Тогда я очень легко отказался от  наркотиков и причин  тому было две: во-первых я опасался на них подсесть и повредить своему здоровью, я ведь тоже смотрю телевизор. Во-вторых: у меня не было лишних денег. В этом мире нет ничего бесплатного, кроме сыра в **анной мышеловке. Конечно, Эд - мой друг, он бы достал наркотики подешевле, но подешевле не значит бесплатно. Так вот наркотики постучались в мою жизнь и ушли, чтобы потом занять большую их часть. 
Когда день в институте уже закончен, то кажется, что он уже пролетел очень быстро. Снова метро, пересадка и в 17:02 уже дома. Надо сказать, что люди, которые придумали строить большие дома высотой больше пяти этажей, были очень умны; ещё более умны были те люди, которые придумали лифт; и трижды были умны те, кто придумал ставить в многоэтажные дома эти самые лифты. И как же я ненавижу тех людей, которые решили не чинить лифты в моём доме. Каждодневное поднятие на восьмой этаж, потом спуск – это отличная тренировка. Только не в два часа ночи! К чёрту эти тренировки. 

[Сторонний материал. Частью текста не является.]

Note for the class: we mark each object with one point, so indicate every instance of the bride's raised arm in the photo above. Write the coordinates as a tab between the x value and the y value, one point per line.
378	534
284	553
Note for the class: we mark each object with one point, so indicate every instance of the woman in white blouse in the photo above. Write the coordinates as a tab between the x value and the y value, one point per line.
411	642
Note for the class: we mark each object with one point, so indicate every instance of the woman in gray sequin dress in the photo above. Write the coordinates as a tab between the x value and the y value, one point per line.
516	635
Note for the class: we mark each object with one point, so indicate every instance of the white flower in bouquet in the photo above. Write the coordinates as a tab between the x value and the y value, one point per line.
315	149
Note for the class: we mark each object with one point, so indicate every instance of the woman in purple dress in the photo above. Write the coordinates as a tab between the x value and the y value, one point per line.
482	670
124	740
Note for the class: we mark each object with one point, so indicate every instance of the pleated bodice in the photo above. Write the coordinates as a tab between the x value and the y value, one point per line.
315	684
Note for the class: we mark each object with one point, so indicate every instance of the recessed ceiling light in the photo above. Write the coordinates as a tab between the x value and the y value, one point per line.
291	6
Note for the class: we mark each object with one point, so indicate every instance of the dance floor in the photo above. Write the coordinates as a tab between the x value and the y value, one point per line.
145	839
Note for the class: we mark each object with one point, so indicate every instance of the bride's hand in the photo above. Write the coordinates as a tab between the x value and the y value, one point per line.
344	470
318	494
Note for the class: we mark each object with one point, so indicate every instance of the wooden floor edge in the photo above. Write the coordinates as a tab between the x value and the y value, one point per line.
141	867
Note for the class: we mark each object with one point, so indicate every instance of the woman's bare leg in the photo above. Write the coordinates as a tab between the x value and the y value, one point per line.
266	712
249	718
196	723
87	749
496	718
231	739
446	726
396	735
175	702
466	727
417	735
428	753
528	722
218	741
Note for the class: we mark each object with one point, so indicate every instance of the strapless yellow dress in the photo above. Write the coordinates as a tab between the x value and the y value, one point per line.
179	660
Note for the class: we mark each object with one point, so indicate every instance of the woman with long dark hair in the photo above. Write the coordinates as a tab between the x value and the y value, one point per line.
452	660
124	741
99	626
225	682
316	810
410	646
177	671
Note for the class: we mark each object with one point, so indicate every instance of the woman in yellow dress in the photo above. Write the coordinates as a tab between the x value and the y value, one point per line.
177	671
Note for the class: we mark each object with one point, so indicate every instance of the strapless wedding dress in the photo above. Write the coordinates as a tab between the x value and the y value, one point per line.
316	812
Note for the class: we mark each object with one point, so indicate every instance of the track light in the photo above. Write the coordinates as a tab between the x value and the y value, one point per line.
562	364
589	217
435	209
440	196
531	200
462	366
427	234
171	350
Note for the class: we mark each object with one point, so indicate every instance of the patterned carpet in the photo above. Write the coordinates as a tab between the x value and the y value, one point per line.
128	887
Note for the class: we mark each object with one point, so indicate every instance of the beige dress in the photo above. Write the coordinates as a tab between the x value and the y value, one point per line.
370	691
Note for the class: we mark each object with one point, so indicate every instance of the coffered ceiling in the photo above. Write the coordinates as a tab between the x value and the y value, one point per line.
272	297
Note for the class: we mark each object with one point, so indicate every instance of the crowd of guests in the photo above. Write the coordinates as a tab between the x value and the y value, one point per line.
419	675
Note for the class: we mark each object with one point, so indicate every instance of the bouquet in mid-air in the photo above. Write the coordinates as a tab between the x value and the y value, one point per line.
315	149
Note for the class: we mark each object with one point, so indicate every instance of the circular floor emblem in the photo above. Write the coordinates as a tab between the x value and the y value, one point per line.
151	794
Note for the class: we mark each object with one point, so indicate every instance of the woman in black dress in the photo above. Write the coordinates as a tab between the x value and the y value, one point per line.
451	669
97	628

Вот так после возвращения домой с института меня ждёт небольшой отдых, а потом  на работу. Когда вы вспоминаете свою жизнь, вы вспоминаете не просто унылые, обыкновенные дни, вы вспоминаете необыкновенные яркие моменты. При чём неважно, какие это были моменты плохие или хорошие. На самом деле основную часть жизни составляют именно эти серые бездушные и пустые дни, поэтому я и решил  вам показать как выглядела моя жизнь. Какой была моя жизнь. Одна скрипка отыграла.
	 
Любовь
	Я думаю, что люди не любят фильмы про зомби потому, что они подсознательно видят в них самих себя. Страшные, с мёртвыми глазами, они гонятся только за своей едой. Посмотрите на людей в, так называемом общественном транспорте. Даже грим порой не нужен. «Живые мертвецы», послушайте как это звучит. Все вы – живые мертвецы. А я?! Я, наверное, просто мертвец. 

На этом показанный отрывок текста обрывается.